Catequesis y oraciones cristianas II
sábado, 25 de enero de 2014
La oración es la elevación
del corazón a Dios. Cuando un hombre ora, entra en una relación viva con Dios.
La oración es la gran puerta de entrada en la fe. Quien ora ya no vive de sí
mismo, para sí mismo y por sus propias fuerzas. Sabe que hay un Dios a quien se
puede hablar. Una persona que ora se confía cada vez más a Dios. Busca ya desde
ahora la unión con Aquel a quien encontrará un día cara a cara. Por eso
pertenece a la vida cristiana el empeño por La oración cotidiana. Ciertamente
no se puede aprender a orar como se aprende una técnica. Orar, por extraño que
parezca, es un don que se recibe a través de la oración. No podríamos orar si
Dios no nos diera su gracia. Oramos porque estamos llenos de un ansia infinita
y porque Dios ha hecho a los hombres para estar con él: «Nuestro corazón está
inquieto mientras no descansa en ti» (san Agustín). Oramos también porque
necesitamos orar; así lo dice Madre Teresa: «Como no puedo fiarme de mí misma,
me fío de él las 24 horas del día». A menudo nos olvidamos de Dios, huimos de Él
y nos escondemos. Pero, aunque evitemos pensar en Dios, aunque lo neguemos, El
está siempre junto a nosotros.
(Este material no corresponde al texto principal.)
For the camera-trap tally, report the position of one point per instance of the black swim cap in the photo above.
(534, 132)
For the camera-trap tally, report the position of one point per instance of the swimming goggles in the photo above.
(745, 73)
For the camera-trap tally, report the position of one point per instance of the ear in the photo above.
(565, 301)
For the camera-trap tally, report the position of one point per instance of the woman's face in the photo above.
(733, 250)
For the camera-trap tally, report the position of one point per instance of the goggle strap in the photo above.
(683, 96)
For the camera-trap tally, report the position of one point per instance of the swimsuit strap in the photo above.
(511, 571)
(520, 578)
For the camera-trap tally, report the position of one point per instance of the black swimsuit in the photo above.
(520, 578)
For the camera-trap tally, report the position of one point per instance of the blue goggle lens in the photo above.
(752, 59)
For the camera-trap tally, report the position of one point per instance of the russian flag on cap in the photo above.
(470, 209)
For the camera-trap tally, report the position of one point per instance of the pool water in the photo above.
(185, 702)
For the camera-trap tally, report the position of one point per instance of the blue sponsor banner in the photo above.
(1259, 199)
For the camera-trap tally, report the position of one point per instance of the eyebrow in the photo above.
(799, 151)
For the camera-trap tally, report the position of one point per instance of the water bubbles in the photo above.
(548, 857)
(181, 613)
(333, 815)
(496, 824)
Nos busca, antes de que nosotros lo busquemos,
tiene sed de nosotros, nos llama. Uno habla con su conciencia y se da cuenta,
de pronto, de que está hablando con Dios. Uno se encuentra solo, no tiene con
quien hablar y percibe entonces que Dios siempre está disponible para hablar.
Uno está en peligro y se da cuenta de que Dios responde al grito de auxilio.
Orar es tan humano como respirar, comer, amar. Orar purifica. Orar hace posible
la resistencia a las tentaciones. Orar fortalece en la debilidad. Orar quita el
miedo, duplica las fuerzas, capacita para aguantar. Orar hace feliz.